Amyotrophic lateral sclerosis (ALS), also known as Lou Gehrig's disease or Charcot disease, is a fatal neurodegenerative disease that affects motor neurons (MNs) and leads to death within 2-5 years of diagnosis, without any effective therapy available. Although the pathological mechanisms leading to ALS are still unknown, a wealth of evidence indicates that an excessive reactive oxygen species (ROS) production associated with an inefficient antioxidant defense represents an important pathological feature in ALS. Substantial evidence indicates that oxidative stress (OS) is implicated in the loss of MNs and in mitochondrial dysfunction, contributing decisively to neurodegeneration in ALS. Although the modulation of OS represents a promising approach to protect MNs from degeneration, the fact that several antioxidants with beneficial effects in animal models failed to show any therapeutic benefit in patients raises several questions that should be analyzed. Using specific queries for literature search on PubMed, we review here the role of OS-related mechanisms in ALS, including the involvement of altered mitochondrial function with repercussions in neurodegeneration. We also describe antioxidant compounds that have been mostly tested in preclinical and clinical trials of ALS, also describing their respective mechanisms of action. While the description of OS mechanism in the different mutations identified in ALS has as principal objective to clarify the contribution of OS in ALS, the description of positive and negative outcomes for each antioxidant is aimed at paving the way for novel opportunities for intervention. In conclusion, although antioxidant strategies represent a very promising approach to slow the progression of the disease, it is of utmost need to invest on the characterization of OS profiles representative of each subtype of patient, in order to develop personalized therapies, allowing to understand the characteristics of antioxidants that have beneficial effects on different subtypes of patients.
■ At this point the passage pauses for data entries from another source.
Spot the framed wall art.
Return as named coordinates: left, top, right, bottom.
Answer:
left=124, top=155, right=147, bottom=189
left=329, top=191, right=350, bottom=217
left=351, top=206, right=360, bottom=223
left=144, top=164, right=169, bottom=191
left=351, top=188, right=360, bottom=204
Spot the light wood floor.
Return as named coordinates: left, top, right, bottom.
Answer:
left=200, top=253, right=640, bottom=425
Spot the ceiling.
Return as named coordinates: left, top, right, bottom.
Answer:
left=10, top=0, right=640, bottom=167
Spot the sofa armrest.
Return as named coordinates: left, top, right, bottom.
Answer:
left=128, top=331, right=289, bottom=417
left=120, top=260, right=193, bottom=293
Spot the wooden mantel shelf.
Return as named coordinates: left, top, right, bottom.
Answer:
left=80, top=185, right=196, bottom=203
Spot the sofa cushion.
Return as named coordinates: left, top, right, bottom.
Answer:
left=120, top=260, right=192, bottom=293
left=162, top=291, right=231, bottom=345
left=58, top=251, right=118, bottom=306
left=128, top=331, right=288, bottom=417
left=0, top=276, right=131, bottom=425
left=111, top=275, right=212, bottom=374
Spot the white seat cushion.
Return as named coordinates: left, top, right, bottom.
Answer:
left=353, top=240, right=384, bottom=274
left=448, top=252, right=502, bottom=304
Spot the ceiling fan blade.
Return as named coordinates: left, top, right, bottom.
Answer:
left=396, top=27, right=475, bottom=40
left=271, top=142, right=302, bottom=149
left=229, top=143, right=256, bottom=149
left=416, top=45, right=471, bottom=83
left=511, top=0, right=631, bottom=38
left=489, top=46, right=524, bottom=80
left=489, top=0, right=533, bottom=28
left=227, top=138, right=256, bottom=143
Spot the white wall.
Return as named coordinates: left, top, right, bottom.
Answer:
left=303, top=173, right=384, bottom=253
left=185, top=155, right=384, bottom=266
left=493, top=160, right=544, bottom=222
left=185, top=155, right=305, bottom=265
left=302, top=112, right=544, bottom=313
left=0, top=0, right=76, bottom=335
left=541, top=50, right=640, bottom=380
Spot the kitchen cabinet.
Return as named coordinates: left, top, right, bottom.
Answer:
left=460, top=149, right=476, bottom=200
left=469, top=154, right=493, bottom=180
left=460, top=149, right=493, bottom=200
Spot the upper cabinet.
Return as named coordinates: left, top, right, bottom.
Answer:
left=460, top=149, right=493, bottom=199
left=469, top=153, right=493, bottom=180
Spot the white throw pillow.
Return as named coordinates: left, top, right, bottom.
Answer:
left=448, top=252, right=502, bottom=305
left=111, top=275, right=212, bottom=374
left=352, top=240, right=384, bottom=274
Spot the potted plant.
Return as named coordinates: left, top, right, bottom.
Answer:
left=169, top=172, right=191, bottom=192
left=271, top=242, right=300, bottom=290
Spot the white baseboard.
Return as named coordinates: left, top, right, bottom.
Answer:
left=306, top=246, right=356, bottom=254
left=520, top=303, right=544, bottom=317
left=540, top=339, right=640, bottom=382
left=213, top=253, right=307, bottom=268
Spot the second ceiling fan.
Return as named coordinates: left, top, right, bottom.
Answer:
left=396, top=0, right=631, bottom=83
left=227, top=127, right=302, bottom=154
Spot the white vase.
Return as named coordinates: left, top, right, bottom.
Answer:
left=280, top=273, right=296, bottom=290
肌萎缩侧索硬化症(ALS),也被称为卢伽雷氏病或夏科氏病,是一种致命的神经退行性疾病,它会影响运动神经元(MNs),并在确诊后的2至5年内导致死亡,目前尚无任何有效的治疗方法。尽管导致ALS的病理机制仍然不明,但大量证据表明,与抗氧化防御效率低下相关的活性氧(ROS)过度产生是ALS的一个重要病理特征。大量证据表明,氧化应激(OS)与MNs的丧失和线粒体功能障碍有关,对ALS中的神经退行性变起决定性作用。尽管调节OS是保护MNs免于退化的一种有前景的方法,但在动物模型中具有有益作用的几种抗氧化剂在患者中未能显示出任何治疗益处这一事实引发了几个需要分析的问题。我们使用在PubMed上进行文献搜索的特定查询,在此回顾OS相关机制在ALS中的作用,包括线粒体功能改变在神经退行性变中的影响。我们还描述了主要在ALS的临床前和临床试验中进行测试的抗氧化化合物,并描述了它们各自的作用机制。虽然描述ALS中鉴定出的不同突变中的OS机制的主要目的是阐明OS在ALS中的作用,但描述每种抗氧化剂的阳性和阴性结果旨在为新的干预机会铺平道路。总之,尽管抗氧化策略是减缓疾病进展的一种非常有前景的方法,但迫切需要投入精力来表征代表每种患者亚型的OS特征,以便开发个性化疗法,从而了解对不同患者亚型具有有益作用的抗氧化剂的特性。